2. Molecular Aggregation and Multibody Interactions
In collaboration with Robert R. Lucchese
Current and past Support: Robert A. Welch Foundation,
National Science Foundation, ARP Texas Higher Education Coordinating Board


One series of systems which we are studying are the small (HX)n clusters. Investigations of the structures, dynamics, and non-additive multi-body interactions will focus especially on the trimers and tetramers such as (HCl)3, (HCl)4, (HBr)3 and (HI)3. High resolution spectroscopic analysis will be combined with theoretical vibrational and electronic structure calculations. Our recently developed submillimeter/Terahertz spectrometer will prove a powerful tool in providing precise data facilitating such analyses. Fully vibrational ab-initio porphed potentials are currently being optimized for such interactions. The structure and dynamics of (HBr)2 and (HI)2 will also be studied to provide pair-wise interaction potentials that facilitate the investigations of the larger clusters. Recently a four dimensional ground state morphed potential has been developed based on our rovibrational infrared, rotational tunneling and previously investigated microwave analysis of HBrDBr and the second virial coefficient of (HBr)2 as shown below. These studies will directly contribute to the understanding and modeling of how multibody interactions contribute to gas phase aggregation and condensation in hydrogen halides.
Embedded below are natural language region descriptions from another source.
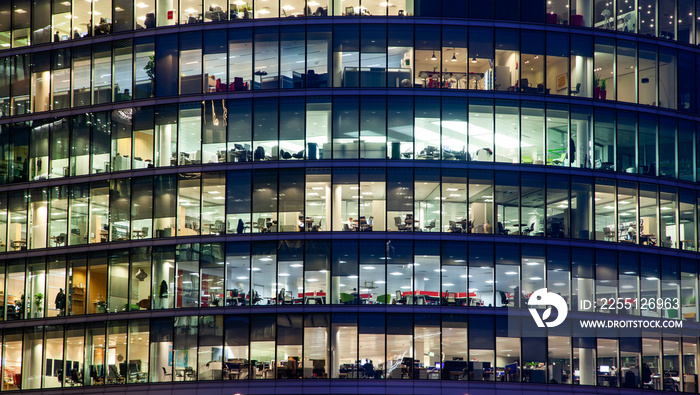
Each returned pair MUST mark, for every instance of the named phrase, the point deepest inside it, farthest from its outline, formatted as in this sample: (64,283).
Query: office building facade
(274,196)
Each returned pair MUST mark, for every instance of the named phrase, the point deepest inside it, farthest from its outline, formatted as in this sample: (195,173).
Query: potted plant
(596,86)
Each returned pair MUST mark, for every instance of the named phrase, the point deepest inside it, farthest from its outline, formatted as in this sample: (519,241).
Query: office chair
(346,298)
(400,225)
(384,299)
(285,154)
(577,91)
(75,377)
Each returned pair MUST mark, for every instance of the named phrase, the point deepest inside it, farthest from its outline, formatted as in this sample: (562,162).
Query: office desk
(19,244)
(606,380)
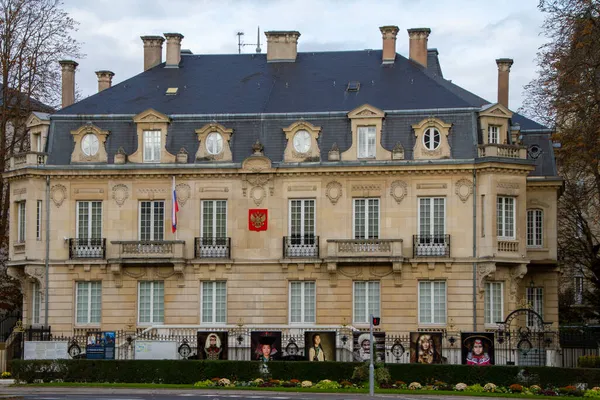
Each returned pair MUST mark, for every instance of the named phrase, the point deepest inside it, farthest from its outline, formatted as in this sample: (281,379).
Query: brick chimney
(173,49)
(282,46)
(68,82)
(389,34)
(104,79)
(504,65)
(152,51)
(418,45)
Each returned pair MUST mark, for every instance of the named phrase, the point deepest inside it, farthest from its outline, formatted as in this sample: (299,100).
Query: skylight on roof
(353,86)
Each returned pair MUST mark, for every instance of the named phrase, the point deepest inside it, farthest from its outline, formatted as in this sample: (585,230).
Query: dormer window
(366,141)
(214,143)
(431,139)
(493,134)
(152,146)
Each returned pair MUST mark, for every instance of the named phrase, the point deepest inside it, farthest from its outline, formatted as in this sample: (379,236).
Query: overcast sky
(469,34)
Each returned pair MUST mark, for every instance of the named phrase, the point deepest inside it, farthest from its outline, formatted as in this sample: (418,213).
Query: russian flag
(175,209)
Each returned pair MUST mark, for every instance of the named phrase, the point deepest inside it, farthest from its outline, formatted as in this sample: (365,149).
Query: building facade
(313,189)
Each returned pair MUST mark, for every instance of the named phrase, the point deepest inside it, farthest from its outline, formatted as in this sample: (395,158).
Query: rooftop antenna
(242,44)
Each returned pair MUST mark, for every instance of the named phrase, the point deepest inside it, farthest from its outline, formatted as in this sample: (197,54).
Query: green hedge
(588,362)
(188,372)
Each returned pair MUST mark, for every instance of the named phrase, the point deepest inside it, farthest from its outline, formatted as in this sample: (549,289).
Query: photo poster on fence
(45,350)
(212,345)
(100,346)
(477,348)
(319,346)
(426,347)
(362,346)
(266,345)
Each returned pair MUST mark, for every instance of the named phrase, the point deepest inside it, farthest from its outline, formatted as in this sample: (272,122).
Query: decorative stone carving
(120,194)
(183,191)
(484,272)
(398,152)
(516,275)
(58,194)
(333,191)
(398,190)
(463,189)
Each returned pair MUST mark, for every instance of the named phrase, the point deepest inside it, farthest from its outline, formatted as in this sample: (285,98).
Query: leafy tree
(34,36)
(566,96)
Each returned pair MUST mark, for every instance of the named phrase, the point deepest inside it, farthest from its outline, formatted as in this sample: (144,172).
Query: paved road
(40,393)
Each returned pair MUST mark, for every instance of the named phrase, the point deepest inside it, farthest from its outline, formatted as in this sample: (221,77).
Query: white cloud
(469,34)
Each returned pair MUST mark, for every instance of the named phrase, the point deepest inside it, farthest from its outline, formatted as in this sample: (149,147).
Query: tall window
(505,215)
(21,222)
(214,302)
(302,302)
(38,221)
(493,134)
(366,218)
(302,221)
(214,218)
(88,302)
(151,302)
(578,290)
(152,146)
(89,219)
(432,302)
(535,220)
(152,220)
(366,141)
(535,297)
(36,303)
(366,300)
(494,302)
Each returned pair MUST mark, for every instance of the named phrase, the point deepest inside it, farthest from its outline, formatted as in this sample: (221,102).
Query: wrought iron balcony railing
(87,248)
(431,245)
(306,246)
(212,247)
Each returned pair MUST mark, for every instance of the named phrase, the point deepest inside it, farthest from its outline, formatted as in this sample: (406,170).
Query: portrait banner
(477,348)
(426,347)
(319,346)
(212,345)
(266,345)
(362,346)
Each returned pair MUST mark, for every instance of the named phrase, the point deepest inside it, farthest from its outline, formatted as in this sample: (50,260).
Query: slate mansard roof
(257,99)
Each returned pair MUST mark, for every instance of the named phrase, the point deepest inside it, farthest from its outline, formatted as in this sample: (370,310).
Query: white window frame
(152,219)
(367,142)
(36,303)
(152,145)
(535,228)
(367,305)
(535,297)
(304,320)
(152,300)
(88,301)
(90,229)
(493,134)
(501,229)
(368,228)
(38,220)
(213,303)
(304,204)
(21,221)
(214,218)
(430,319)
(490,290)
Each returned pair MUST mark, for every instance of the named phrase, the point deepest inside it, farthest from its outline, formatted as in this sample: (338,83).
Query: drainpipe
(474,250)
(47,277)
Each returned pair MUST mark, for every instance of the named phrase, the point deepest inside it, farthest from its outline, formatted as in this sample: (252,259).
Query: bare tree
(34,36)
(566,96)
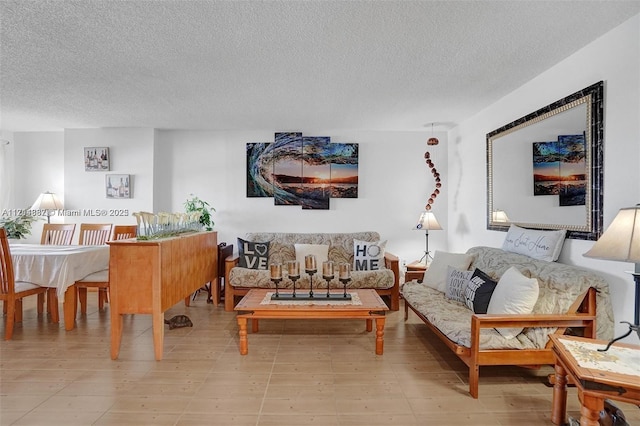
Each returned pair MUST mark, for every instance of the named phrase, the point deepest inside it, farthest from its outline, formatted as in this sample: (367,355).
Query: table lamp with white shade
(47,201)
(621,242)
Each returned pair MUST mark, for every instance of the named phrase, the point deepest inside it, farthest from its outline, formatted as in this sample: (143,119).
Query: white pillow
(368,255)
(514,294)
(457,282)
(542,245)
(320,251)
(436,276)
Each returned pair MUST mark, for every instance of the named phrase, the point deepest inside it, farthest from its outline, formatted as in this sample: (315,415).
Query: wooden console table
(149,277)
(597,375)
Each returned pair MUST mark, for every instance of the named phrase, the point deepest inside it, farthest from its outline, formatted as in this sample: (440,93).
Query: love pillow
(252,255)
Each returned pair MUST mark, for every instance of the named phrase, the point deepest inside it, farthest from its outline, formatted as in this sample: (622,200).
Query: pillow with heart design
(253,255)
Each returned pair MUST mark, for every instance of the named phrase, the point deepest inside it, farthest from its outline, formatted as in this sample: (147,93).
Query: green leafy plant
(18,227)
(195,204)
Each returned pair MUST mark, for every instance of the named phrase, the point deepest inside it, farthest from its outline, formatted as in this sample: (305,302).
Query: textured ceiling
(283,65)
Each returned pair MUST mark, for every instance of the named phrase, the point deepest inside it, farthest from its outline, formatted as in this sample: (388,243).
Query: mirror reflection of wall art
(545,170)
(302,170)
(96,159)
(559,169)
(118,186)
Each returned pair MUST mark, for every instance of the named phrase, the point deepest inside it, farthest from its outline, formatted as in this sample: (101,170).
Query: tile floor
(296,373)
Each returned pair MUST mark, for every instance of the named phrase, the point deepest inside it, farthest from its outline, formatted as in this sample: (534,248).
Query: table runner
(355,300)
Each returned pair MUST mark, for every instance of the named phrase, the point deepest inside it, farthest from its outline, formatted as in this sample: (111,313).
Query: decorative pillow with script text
(252,255)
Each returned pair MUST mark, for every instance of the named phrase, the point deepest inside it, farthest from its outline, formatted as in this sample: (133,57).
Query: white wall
(38,167)
(614,58)
(394,186)
(167,166)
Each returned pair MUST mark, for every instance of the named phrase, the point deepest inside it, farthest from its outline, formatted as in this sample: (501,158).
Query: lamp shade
(621,240)
(47,201)
(427,221)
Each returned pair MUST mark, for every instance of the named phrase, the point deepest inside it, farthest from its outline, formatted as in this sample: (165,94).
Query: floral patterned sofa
(570,298)
(238,280)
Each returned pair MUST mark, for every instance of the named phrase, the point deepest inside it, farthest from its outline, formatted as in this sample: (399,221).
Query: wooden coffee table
(578,362)
(251,307)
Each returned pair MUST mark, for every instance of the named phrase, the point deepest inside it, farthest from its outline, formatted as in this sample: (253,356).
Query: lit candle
(345,271)
(276,271)
(310,263)
(327,269)
(293,268)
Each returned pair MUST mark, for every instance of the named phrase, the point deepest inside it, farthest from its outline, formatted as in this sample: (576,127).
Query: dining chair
(12,292)
(58,234)
(123,232)
(94,234)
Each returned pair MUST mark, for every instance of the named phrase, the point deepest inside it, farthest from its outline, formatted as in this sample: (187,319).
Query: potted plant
(195,204)
(18,227)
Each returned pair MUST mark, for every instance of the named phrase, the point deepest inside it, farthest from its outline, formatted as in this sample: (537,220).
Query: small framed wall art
(118,186)
(96,159)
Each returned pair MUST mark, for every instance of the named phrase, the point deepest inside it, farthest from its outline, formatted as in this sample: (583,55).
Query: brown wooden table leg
(559,402)
(157,320)
(70,305)
(590,410)
(379,335)
(242,332)
(52,304)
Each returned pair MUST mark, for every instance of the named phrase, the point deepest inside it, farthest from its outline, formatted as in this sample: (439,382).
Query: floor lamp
(47,201)
(621,242)
(427,221)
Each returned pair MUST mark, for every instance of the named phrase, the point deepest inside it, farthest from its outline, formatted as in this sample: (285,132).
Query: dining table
(58,268)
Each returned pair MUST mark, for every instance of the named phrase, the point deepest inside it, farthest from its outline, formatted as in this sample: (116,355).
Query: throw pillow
(252,255)
(368,255)
(320,251)
(542,245)
(514,294)
(436,276)
(480,287)
(457,283)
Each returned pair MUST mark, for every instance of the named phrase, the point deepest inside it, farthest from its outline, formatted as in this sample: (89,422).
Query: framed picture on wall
(118,186)
(96,159)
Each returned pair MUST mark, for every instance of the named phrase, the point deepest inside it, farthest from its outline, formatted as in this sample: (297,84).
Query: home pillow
(368,255)
(514,294)
(542,245)
(436,275)
(320,251)
(457,280)
(480,287)
(252,255)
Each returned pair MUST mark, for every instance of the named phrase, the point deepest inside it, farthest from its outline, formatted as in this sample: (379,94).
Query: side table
(415,271)
(597,375)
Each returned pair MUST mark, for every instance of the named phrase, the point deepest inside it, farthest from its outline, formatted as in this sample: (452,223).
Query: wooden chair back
(123,232)
(58,234)
(94,234)
(7,284)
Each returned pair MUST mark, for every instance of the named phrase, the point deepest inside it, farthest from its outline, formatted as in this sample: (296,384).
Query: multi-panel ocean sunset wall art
(302,170)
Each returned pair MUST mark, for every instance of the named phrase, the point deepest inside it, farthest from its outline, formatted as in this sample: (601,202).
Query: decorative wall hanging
(432,141)
(302,170)
(118,186)
(96,159)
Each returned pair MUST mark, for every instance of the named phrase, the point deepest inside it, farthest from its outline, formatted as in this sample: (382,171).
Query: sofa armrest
(414,275)
(229,263)
(392,262)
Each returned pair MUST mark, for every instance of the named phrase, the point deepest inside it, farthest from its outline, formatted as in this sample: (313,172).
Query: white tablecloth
(57,266)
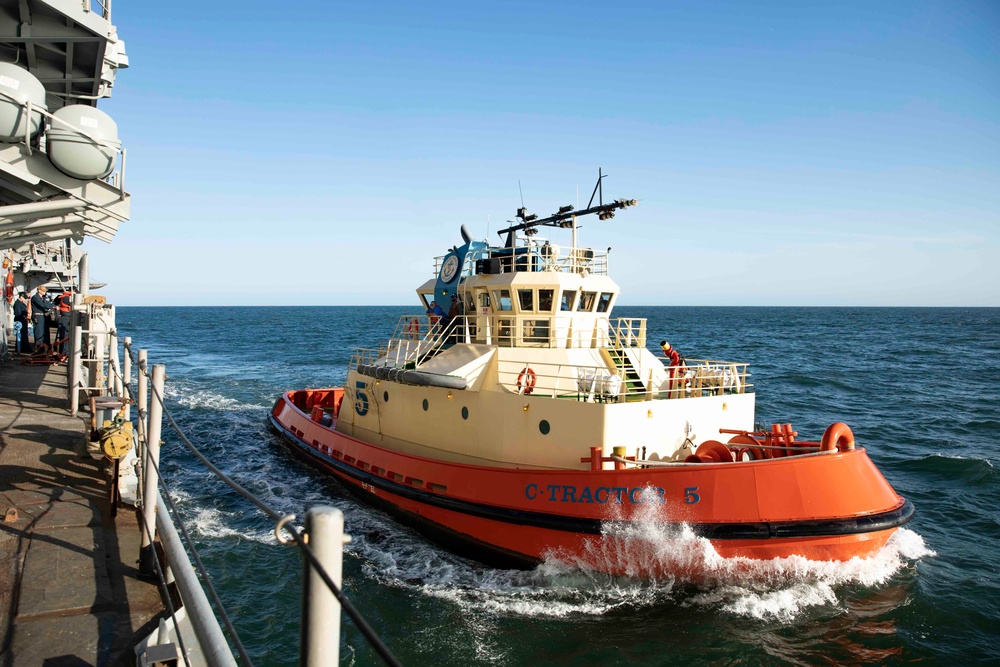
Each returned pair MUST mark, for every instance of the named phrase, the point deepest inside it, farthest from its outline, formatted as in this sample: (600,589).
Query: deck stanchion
(151,474)
(127,377)
(142,398)
(320,643)
(84,271)
(115,387)
(75,370)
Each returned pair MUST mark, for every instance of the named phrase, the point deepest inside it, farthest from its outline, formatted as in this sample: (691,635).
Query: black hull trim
(712,531)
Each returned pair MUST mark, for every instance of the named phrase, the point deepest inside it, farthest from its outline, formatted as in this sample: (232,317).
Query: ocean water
(919,387)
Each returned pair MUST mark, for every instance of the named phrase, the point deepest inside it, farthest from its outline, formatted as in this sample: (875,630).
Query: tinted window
(545,300)
(502,300)
(604,302)
(526,299)
(568,298)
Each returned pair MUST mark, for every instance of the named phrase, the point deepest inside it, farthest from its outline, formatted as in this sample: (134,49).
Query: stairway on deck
(633,383)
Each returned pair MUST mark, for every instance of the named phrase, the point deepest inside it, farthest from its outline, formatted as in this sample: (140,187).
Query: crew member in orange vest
(64,305)
(676,368)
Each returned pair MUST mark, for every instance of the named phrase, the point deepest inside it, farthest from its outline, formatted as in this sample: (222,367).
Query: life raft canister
(526,379)
(837,436)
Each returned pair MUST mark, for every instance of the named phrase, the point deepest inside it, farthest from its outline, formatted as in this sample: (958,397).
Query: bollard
(320,608)
(127,377)
(75,369)
(151,475)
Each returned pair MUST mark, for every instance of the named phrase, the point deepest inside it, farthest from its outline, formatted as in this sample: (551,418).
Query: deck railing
(418,338)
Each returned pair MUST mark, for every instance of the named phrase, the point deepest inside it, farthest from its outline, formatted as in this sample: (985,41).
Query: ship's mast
(566,216)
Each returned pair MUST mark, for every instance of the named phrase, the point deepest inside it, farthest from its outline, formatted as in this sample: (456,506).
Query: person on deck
(64,306)
(677,368)
(40,306)
(21,316)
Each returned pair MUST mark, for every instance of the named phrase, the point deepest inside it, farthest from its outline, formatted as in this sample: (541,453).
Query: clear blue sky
(794,153)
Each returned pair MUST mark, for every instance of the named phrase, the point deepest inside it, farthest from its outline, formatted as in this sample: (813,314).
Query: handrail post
(115,381)
(127,376)
(151,473)
(320,608)
(75,369)
(142,401)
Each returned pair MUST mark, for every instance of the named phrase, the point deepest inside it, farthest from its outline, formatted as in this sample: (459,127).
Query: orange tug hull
(831,507)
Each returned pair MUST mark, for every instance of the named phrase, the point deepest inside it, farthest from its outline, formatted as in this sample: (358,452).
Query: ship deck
(70,590)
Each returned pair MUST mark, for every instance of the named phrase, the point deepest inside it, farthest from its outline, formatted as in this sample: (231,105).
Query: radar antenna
(566,216)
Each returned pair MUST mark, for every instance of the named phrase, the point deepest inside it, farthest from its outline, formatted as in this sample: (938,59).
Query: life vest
(64,302)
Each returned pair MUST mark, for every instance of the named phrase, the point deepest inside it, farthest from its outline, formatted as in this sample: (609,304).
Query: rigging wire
(199,565)
(296,532)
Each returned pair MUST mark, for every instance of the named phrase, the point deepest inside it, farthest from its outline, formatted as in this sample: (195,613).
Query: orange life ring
(838,436)
(527,379)
(751,446)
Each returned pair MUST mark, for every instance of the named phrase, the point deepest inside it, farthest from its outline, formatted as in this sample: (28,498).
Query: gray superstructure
(62,166)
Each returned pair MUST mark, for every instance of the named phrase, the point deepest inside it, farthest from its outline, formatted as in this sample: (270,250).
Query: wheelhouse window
(502,301)
(526,300)
(568,300)
(545,300)
(604,302)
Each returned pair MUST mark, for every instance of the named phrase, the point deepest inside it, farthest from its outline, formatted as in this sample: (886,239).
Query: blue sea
(920,387)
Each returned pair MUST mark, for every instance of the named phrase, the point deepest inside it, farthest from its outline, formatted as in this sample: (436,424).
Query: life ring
(526,379)
(748,444)
(838,436)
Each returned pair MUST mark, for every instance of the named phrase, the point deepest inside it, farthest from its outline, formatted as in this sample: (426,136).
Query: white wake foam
(206,399)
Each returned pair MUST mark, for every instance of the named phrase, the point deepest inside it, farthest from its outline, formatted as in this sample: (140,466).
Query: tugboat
(519,421)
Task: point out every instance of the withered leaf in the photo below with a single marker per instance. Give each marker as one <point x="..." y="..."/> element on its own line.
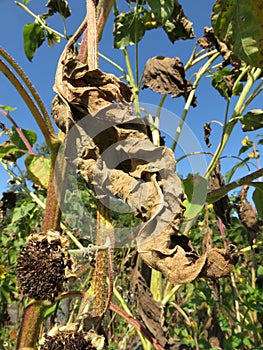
<point x="221" y="207"/>
<point x="167" y="76"/>
<point x="219" y="263"/>
<point x="207" y="133"/>
<point x="209" y="41"/>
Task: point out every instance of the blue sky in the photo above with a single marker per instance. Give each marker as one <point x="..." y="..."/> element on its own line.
<point x="41" y="71"/>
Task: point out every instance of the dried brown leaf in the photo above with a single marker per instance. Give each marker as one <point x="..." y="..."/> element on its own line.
<point x="167" y="76"/>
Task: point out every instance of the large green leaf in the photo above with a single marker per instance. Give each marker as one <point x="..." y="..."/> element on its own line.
<point x="129" y="29"/>
<point x="257" y="198"/>
<point x="252" y="120"/>
<point x="238" y="23"/>
<point x="38" y="168"/>
<point x="34" y="36"/>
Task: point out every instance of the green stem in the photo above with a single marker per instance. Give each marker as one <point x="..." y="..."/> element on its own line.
<point x="38" y="18"/>
<point x="49" y="137"/>
<point x="30" y="87"/>
<point x="238" y="110"/>
<point x="132" y="81"/>
<point x="199" y="75"/>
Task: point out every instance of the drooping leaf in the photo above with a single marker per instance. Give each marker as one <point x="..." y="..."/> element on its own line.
<point x="257" y="198"/>
<point x="129" y="29"/>
<point x="162" y="9"/>
<point x="30" y="135"/>
<point x="38" y="168"/>
<point x="244" y="148"/>
<point x="34" y="37"/>
<point x="60" y="6"/>
<point x="238" y="23"/>
<point x="7" y="108"/>
<point x="252" y="120"/>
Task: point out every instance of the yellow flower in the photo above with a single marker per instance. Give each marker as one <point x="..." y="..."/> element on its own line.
<point x="245" y="141"/>
<point x="2" y="272"/>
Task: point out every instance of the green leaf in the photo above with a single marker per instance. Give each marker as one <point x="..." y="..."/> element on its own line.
<point x="30" y="135"/>
<point x="224" y="81"/>
<point x="128" y="29"/>
<point x="238" y="23"/>
<point x="7" y="108"/>
<point x="38" y="168"/>
<point x="6" y="148"/>
<point x="33" y="36"/>
<point x="252" y="120"/>
<point x="243" y="149"/>
<point x="232" y="171"/>
<point x="195" y="188"/>
<point x="60" y="6"/>
<point x="177" y="25"/>
<point x="257" y="198"/>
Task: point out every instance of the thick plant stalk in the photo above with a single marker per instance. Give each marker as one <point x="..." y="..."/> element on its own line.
<point x="89" y="53"/>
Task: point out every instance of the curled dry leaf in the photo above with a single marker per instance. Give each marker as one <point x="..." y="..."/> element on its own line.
<point x="167" y="76"/>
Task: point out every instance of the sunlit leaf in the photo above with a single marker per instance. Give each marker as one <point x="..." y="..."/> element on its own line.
<point x="257" y="198"/>
<point x="162" y="9"/>
<point x="33" y="36"/>
<point x="128" y="29"/>
<point x="7" y="108"/>
<point x="60" y="6"/>
<point x="30" y="135"/>
<point x="252" y="120"/>
<point x="238" y="23"/>
<point x="38" y="168"/>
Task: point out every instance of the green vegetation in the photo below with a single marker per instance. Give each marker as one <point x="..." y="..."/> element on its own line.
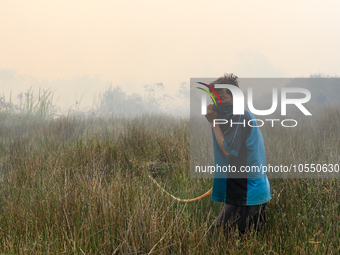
<point x="79" y="186"/>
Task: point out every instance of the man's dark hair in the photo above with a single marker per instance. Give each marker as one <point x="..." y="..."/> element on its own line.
<point x="225" y="79"/>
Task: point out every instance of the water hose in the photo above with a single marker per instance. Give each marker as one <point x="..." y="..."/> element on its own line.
<point x="179" y="199"/>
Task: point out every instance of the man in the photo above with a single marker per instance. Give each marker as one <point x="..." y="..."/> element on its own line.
<point x="237" y="145"/>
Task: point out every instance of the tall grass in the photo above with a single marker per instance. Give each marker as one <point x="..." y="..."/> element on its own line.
<point x="79" y="187"/>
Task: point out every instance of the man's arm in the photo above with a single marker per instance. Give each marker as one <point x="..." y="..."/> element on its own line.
<point x="211" y="115"/>
<point x="220" y="138"/>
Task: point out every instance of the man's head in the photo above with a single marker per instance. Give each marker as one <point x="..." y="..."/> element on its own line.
<point x="225" y="94"/>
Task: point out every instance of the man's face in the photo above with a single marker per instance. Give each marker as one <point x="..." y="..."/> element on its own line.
<point x="225" y="97"/>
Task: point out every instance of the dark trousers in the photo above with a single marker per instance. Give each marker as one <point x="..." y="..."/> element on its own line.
<point x="244" y="217"/>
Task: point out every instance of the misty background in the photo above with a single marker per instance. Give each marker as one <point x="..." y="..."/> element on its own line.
<point x="128" y="57"/>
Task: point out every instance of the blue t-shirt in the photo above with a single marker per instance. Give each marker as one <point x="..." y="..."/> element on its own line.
<point x="246" y="145"/>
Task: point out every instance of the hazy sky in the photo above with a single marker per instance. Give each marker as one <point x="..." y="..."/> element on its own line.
<point x="134" y="43"/>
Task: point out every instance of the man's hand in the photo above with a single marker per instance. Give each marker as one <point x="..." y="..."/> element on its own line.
<point x="211" y="114"/>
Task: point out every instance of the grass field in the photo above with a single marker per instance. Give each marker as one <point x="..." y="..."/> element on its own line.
<point x="79" y="186"/>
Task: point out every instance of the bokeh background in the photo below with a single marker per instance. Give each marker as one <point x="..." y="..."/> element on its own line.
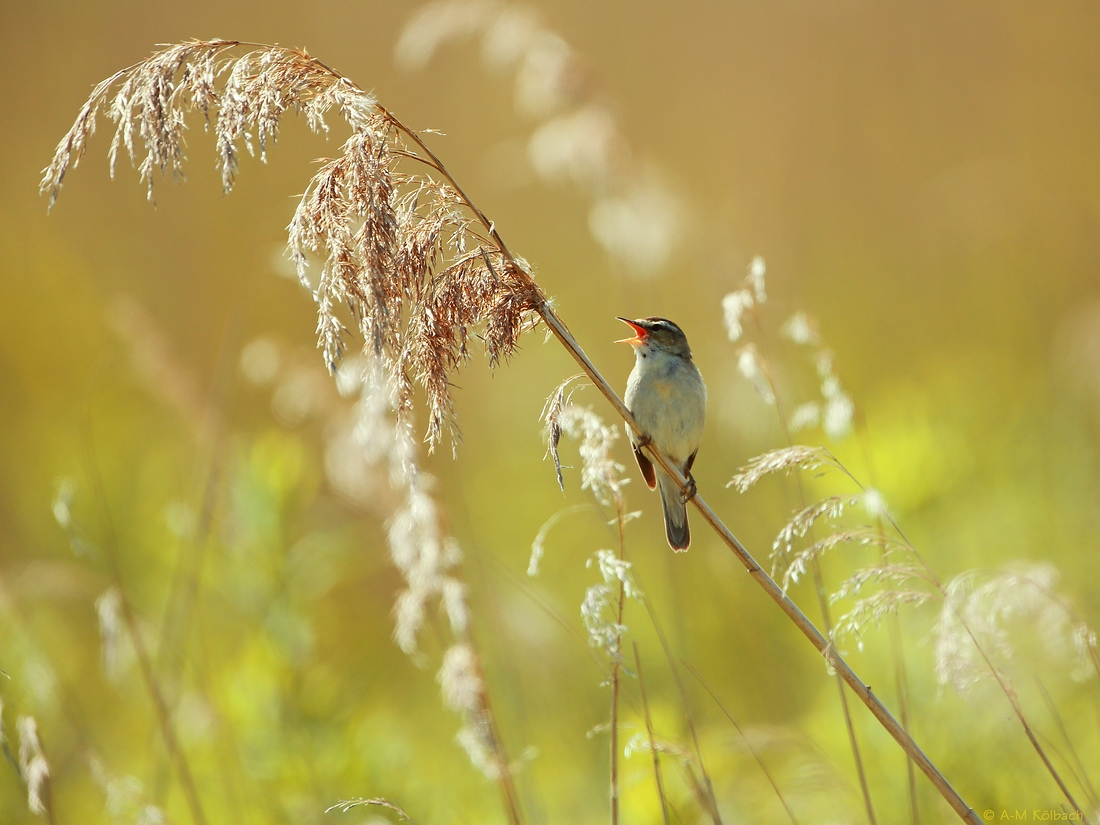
<point x="922" y="179"/>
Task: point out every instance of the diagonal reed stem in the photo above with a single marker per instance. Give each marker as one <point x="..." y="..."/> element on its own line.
<point x="818" y="579"/>
<point x="769" y="585"/>
<point x="166" y="154"/>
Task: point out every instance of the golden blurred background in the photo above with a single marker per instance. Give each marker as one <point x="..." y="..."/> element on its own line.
<point x="923" y="180"/>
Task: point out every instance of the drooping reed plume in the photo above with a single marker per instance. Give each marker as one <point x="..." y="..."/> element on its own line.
<point x="418" y="266"/>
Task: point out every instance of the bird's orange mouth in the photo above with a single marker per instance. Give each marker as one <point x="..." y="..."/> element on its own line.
<point x="640" y="333"/>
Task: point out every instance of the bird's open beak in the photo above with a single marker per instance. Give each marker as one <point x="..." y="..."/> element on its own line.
<point x="640" y="333"/>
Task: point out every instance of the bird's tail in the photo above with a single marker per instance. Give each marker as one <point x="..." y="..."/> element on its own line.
<point x="675" y="514"/>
The Four Dimensional Ground State Potential of HBr Dimer

Figure 1. A segment of P(2) transitions in the rotational tunneling transition of HBr-HBr showing J',F'1 F'2 F - J",F"1,F"2 components. The center frequencies of each resolved quadrupole component is determined from the average of corresponding frequencies measured for each displaced Doppler component for that transition.

Figure 2. Two dimensional cuts of the morphed interaction potential of (HBr)2 (left column) with the corresponding statistical uncertainties from the non-linear least squares fit (right column). All contours are in cm-1 and are relative to the minimum of the potential which occurs at R = 4.04 Å, θ1 = 16.9°, θ2 = 108.3°, and φ = 180°, with V = -644.0 cm-1. The angles are the Jacobi coordinates of the (H79Br)2 isotopomer.

Figure 3. Two dimensional cuts of the vibrational wave functions of (H79Br)2 in the ground state (left column) with energy of E = -409.87 cm-1 and in the first excited state (v5 = 1) (right column) with an energy of E = -394.83 cm-1. Note that the v5 = 1 wave function is identically zero when θ1 = 45° and θ2 = 135°.

Figure 4. Top panel: Cuts through the potential obtained by finding the minimum in the potential with the value of θ1 fixed at the value indicated on the abscissa. The height of the barrier is 58.6 cm-1 in the ab initio calculation, 57.2 cm-1 in the three parameter morphed potential, and 72.8 cm-1 in the seven parameter morphed potential. Bottom panel: The value of R at the minima obtained with fixed values of θ1.

Previous dimer studies of clusters Rg:HBr and Rg:HI have shown unusual structural and dynamical behaviour that predicates the investigation and characterization of solvation effects in clusters of the type RgnHBr and RgnHI and their relevance to cage effects in photoinitiated reactions in these clusters will also be investigated form this perspective.